The job runs hourly, but we pick a random minute as the start time when we schedule it so all our customers' jobs don't launch at the same time & stampede SFDC's servers.

GoForceGoGoForceGo

Thanks for the info. We don't have an explicity setup-phase yet - will have to add it to enable system.schedule.

 

Is this live for some of your customers in Professional Edition?

 

 

jhartjhart

We don't support PE yet, although it's on the roadmap.  Is this going to be one of the sticky points as we backport to Pro?

 

Are you an ISV as well?  What app?

GoForceGoGoForceGo

 

I don't think this should be stickly point. If Apex is enabled in PE, all Apex functionality should exist.

 

 

 

jkucerajkucera

I stumbled upon this thread as I was trying to build an app to move Chatter posts from the loser to the winner.  It seems that the loser's masterRecordId is set to equal the loser's Id, not the winner's id, which I would have thought would have thwarted any efforts to reparent stuff as mentioned in this thread.  

 

Have any of you experienced this behavior?  It seems like a pretty bad bug, but I'm surprised it hasn't been reported in this thread or filed as a case before. 

 

To reproduce:

        String lastName='L1';
        String company='a';
        Lead l= new Lead(LastName=lastName, Company=company);
        lastName='L2';
        Lead l2= new Lead(LastName=lastName, Company=company);
 
        insert l;
        insert l2;

        merge l2 l;


To see the incorrect output, this trigger for logging:

trigger testLeadMerge on Lead (after update, after delete) {
if(system.trigger.isDelete)
system.debug('trigger.old '+trigger.old);
}

 

Before I have my team dive deeper, I wanted to make sure I'm not missing something.  The doc isn't the most clear either, so I can work with our writers to refresh the help to make the behavior more clear as well.  Thanks!

jhartjhart

Are you sure you are reading the IDs correctly?

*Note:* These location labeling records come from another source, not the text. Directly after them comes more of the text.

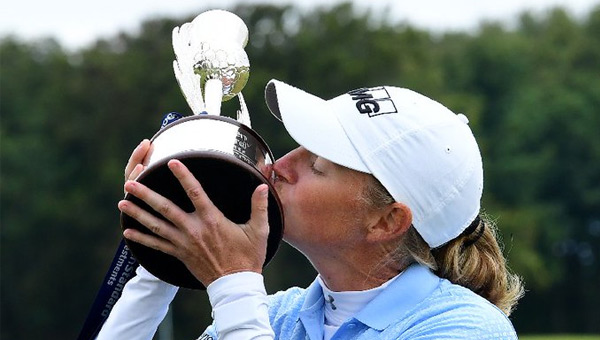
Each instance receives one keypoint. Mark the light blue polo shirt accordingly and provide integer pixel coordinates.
(417, 305)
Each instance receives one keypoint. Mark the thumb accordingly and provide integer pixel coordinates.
(259, 217)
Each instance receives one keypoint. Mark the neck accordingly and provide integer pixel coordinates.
(354, 270)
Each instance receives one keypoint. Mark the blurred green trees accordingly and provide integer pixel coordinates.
(70, 119)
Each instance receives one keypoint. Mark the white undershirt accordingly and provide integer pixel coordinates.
(341, 306)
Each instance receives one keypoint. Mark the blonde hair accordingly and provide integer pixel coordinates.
(473, 260)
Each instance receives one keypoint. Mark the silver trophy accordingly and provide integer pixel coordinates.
(228, 158)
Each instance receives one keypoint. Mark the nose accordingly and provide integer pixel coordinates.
(285, 168)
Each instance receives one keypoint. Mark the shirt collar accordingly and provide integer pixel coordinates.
(401, 296)
(415, 284)
(312, 312)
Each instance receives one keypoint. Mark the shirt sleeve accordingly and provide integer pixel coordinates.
(143, 305)
(240, 307)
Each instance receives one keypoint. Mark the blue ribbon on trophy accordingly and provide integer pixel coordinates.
(225, 154)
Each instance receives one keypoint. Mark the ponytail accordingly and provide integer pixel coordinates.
(473, 260)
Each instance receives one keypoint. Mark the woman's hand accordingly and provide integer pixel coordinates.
(134, 166)
(208, 243)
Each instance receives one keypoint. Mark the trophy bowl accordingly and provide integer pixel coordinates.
(229, 160)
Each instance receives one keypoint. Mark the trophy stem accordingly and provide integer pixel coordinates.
(213, 96)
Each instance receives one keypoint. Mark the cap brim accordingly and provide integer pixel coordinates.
(312, 123)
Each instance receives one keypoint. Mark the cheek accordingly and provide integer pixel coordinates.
(322, 211)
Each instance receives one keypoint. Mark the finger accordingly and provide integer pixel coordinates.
(150, 241)
(160, 204)
(153, 223)
(192, 187)
(137, 157)
(259, 216)
(136, 172)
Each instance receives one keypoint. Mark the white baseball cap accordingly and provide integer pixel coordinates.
(422, 153)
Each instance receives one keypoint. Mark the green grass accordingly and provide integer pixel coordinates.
(560, 337)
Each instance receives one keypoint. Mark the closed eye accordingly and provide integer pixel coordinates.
(314, 169)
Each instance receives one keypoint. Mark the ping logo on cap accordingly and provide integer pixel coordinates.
(373, 101)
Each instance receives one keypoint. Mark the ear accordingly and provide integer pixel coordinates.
(392, 222)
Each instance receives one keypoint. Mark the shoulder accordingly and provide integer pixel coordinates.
(455, 312)
(286, 300)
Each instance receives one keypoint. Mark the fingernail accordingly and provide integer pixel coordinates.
(264, 191)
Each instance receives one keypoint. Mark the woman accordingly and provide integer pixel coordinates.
(382, 196)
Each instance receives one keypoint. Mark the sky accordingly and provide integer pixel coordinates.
(78, 23)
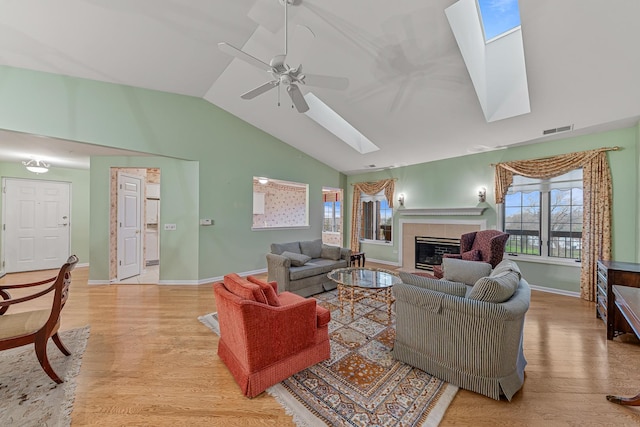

I just put analogous debug output into one of my merge-handling triggers, and ran the test for it, and got this output:

 

 

Id=            00Q7000000kGgPWEA0
MasterRecordId=00Q7000000kGgPVEA0

 They look pretty similar, right?  I even thought I had reproduced your case for a second, until I noticed the "W"-vs-"V" difference.

 


We have heavily tested code that depends on MasterRecordId being the winner's ID.  We would get test failures all over the place if MasterRecordId pointed at the wrong object.